Whole-cell or nuclear extracts were solubilized with 1% sodium dodecyl sulfate buffer and subjected to sodium dodecyl sulfate–polyacrylamide gel electrophoresis on a 4 to 15% gel (Bio-Rad, Hercules, CA). We transferred proteins onto polyvinylidene difluoride membranes and probed them with specific primary antibodies and horseradish peroxidase–conjugated secondary antibodies. Proteins were visualized using an ECL system (Amersham, Little Chalfont, UK). Antibodies against PD-L1 were purchased from Cell Signaling Technology (CST, USA); STAT3, pSTAT3, and GAPDH were purchased from Santa Cruz Biotechnology (Santa Cruz, CA); CD9, CD81, CD63 were purchased from HuaAn Biotechnology Co., Ltd (Huabio, Hangzhou, CN).
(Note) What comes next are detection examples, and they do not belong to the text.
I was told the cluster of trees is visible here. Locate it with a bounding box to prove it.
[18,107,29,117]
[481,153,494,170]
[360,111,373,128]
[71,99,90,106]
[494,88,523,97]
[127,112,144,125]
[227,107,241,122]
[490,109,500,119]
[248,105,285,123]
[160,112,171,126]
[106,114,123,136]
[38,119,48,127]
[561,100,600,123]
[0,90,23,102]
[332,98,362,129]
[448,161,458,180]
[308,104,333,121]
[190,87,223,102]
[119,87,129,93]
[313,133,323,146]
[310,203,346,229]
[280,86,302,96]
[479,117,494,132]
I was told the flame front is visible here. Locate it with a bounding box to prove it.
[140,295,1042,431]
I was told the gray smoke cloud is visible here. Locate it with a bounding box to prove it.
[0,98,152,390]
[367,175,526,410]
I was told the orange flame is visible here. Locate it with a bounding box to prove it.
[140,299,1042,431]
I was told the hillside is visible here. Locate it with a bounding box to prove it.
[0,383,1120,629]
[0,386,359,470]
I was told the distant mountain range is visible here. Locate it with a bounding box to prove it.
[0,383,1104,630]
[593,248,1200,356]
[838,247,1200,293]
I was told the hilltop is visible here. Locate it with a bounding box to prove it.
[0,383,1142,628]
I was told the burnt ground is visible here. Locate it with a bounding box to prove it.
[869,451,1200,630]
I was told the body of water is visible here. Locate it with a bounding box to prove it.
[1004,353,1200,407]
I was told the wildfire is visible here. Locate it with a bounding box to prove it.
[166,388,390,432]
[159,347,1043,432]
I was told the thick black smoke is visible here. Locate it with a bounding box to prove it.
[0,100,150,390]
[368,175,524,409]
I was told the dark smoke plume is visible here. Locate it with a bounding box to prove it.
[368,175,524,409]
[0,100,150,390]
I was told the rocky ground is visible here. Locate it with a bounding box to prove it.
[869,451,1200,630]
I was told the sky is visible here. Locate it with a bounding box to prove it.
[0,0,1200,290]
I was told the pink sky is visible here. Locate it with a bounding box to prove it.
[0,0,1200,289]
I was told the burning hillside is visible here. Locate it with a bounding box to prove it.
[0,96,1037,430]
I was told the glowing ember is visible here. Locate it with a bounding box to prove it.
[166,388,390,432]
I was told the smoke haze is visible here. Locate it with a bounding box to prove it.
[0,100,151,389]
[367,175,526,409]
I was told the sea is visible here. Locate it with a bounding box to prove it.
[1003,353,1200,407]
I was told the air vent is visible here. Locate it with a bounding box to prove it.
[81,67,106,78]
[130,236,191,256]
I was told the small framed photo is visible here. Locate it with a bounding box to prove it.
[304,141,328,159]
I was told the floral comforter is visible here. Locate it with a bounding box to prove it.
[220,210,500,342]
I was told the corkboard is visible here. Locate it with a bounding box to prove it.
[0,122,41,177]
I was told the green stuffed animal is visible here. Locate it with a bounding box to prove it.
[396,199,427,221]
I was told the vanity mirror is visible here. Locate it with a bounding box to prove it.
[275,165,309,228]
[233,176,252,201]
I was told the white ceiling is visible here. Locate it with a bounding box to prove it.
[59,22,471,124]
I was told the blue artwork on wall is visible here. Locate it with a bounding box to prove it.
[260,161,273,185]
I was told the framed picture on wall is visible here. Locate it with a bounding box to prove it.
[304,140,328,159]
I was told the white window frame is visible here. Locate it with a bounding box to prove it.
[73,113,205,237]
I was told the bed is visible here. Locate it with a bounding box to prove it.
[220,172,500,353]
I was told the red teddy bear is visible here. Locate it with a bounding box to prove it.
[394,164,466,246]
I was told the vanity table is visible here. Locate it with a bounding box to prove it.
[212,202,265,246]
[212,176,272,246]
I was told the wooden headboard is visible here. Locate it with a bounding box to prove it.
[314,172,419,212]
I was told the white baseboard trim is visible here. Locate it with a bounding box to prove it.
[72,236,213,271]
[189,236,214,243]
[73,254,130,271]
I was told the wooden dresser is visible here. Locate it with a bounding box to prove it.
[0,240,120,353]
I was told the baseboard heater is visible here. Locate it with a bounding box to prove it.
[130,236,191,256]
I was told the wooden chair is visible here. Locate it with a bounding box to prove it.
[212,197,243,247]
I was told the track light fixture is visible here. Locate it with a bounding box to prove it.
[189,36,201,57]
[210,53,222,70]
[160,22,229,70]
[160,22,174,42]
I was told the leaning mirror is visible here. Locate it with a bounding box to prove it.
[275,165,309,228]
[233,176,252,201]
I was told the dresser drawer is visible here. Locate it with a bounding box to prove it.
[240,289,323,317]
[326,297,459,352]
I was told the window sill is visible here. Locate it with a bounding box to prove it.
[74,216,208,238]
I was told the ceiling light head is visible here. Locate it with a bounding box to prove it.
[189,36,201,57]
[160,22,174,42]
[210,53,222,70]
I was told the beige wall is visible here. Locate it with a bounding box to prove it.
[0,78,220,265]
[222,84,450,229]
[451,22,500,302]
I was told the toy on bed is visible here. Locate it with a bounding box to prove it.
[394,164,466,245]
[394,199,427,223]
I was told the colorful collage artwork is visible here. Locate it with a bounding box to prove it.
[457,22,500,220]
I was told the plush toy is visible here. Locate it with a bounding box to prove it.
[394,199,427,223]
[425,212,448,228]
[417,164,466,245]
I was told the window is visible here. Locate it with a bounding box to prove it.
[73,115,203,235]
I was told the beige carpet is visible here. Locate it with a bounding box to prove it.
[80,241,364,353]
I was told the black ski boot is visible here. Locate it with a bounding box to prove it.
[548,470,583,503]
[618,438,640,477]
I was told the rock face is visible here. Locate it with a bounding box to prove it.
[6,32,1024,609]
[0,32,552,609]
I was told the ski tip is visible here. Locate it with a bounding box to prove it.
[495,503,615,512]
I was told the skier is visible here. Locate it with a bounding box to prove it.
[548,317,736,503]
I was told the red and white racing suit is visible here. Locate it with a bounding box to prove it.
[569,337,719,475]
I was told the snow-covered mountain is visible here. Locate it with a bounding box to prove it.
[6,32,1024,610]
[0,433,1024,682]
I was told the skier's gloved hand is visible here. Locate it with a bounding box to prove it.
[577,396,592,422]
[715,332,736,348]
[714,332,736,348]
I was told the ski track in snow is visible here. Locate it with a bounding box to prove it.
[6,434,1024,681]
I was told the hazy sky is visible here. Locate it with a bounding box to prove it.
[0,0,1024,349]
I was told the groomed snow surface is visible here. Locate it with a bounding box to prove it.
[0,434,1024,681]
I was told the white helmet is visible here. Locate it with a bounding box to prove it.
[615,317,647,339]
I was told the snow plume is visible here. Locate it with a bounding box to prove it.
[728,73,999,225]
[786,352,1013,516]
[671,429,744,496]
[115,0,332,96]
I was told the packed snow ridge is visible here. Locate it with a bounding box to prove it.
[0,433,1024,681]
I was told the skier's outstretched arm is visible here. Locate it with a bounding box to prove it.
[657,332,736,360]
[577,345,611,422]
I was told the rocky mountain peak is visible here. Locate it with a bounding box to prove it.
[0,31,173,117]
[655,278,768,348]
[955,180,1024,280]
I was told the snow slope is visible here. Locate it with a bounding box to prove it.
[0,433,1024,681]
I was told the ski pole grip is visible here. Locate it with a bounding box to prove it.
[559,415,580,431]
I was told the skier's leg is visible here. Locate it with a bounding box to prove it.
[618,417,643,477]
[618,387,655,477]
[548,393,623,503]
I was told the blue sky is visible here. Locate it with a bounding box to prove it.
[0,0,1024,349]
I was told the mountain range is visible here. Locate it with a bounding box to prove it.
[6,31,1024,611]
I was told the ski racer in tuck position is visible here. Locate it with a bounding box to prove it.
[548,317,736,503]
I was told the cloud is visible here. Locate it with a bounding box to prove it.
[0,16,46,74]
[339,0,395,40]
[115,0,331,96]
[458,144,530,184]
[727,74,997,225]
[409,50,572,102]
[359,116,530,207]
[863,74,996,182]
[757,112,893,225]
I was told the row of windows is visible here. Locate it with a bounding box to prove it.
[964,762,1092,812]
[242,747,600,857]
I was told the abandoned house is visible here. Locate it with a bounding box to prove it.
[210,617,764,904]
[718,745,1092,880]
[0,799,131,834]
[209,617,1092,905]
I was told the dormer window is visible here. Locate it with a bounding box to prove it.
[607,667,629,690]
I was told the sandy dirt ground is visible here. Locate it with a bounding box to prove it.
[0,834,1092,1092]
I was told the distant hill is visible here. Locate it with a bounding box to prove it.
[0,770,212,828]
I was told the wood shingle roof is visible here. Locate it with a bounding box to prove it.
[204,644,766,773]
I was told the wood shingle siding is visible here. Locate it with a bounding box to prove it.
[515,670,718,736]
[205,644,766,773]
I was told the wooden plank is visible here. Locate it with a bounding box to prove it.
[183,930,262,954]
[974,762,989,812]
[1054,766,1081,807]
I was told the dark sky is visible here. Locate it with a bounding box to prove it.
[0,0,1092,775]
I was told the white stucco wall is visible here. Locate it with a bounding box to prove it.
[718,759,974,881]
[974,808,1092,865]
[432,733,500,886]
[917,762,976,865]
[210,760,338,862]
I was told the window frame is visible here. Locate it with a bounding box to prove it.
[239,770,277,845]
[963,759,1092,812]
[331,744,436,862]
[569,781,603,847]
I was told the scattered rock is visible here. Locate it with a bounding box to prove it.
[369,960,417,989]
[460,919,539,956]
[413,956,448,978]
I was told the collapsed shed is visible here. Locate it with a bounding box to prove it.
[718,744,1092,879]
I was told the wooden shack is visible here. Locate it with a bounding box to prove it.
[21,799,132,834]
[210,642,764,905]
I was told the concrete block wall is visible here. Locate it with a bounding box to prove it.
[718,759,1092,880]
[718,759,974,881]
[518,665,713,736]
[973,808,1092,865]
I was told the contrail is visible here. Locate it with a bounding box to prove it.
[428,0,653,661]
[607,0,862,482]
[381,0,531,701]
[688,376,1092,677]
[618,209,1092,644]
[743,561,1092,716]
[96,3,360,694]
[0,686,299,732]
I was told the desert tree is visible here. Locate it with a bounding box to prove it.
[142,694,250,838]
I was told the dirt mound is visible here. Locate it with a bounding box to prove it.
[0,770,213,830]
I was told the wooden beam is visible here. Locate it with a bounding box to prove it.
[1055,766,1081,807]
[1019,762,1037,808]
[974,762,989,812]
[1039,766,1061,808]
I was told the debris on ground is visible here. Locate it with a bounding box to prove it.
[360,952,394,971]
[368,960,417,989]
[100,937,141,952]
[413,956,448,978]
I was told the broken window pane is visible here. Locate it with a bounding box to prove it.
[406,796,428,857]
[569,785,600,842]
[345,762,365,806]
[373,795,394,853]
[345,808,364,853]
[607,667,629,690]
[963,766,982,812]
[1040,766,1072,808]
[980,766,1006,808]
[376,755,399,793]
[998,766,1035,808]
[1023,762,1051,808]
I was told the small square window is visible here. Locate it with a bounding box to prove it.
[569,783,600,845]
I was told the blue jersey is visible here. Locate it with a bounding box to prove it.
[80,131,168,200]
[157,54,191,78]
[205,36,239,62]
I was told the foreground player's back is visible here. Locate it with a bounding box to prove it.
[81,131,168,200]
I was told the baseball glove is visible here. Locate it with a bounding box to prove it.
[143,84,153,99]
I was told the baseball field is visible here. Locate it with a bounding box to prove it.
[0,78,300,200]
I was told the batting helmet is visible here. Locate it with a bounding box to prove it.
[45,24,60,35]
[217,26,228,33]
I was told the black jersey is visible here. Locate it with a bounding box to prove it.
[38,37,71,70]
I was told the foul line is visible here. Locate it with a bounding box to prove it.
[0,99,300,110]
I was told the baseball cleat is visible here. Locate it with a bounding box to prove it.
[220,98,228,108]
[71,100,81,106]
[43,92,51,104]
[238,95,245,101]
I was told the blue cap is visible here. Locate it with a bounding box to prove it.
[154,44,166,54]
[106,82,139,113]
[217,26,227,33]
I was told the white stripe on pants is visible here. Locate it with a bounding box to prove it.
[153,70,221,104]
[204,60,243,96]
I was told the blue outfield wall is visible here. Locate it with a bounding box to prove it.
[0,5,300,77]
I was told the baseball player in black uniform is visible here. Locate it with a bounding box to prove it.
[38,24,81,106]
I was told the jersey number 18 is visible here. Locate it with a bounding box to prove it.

Flow cytometry analysis of exosomes-treated CTCLs

PD-L1 expressions on the cell surface were detected by flow cytometry. Pacific anti-human PD-L1 antibody (CST, USA) was used.

Treatment of C188-9

The STAT3 inhibitor C188-9 was purchased from Selleck (China). Different concentrations of C188-9 (0, 40, 100, and 200 μM) were added into the culture medium. The cultures were incubated for 2 h followed by the treatment with exosome suspension.

Statistics

Statistical significance was determined using Student t-test or Mann–Whitney U-test. p < 0.05 was considered statistically significant. Curves were analyzed with GraphPad Prism software (GraphPad Software, Inc., La Jolla, CA).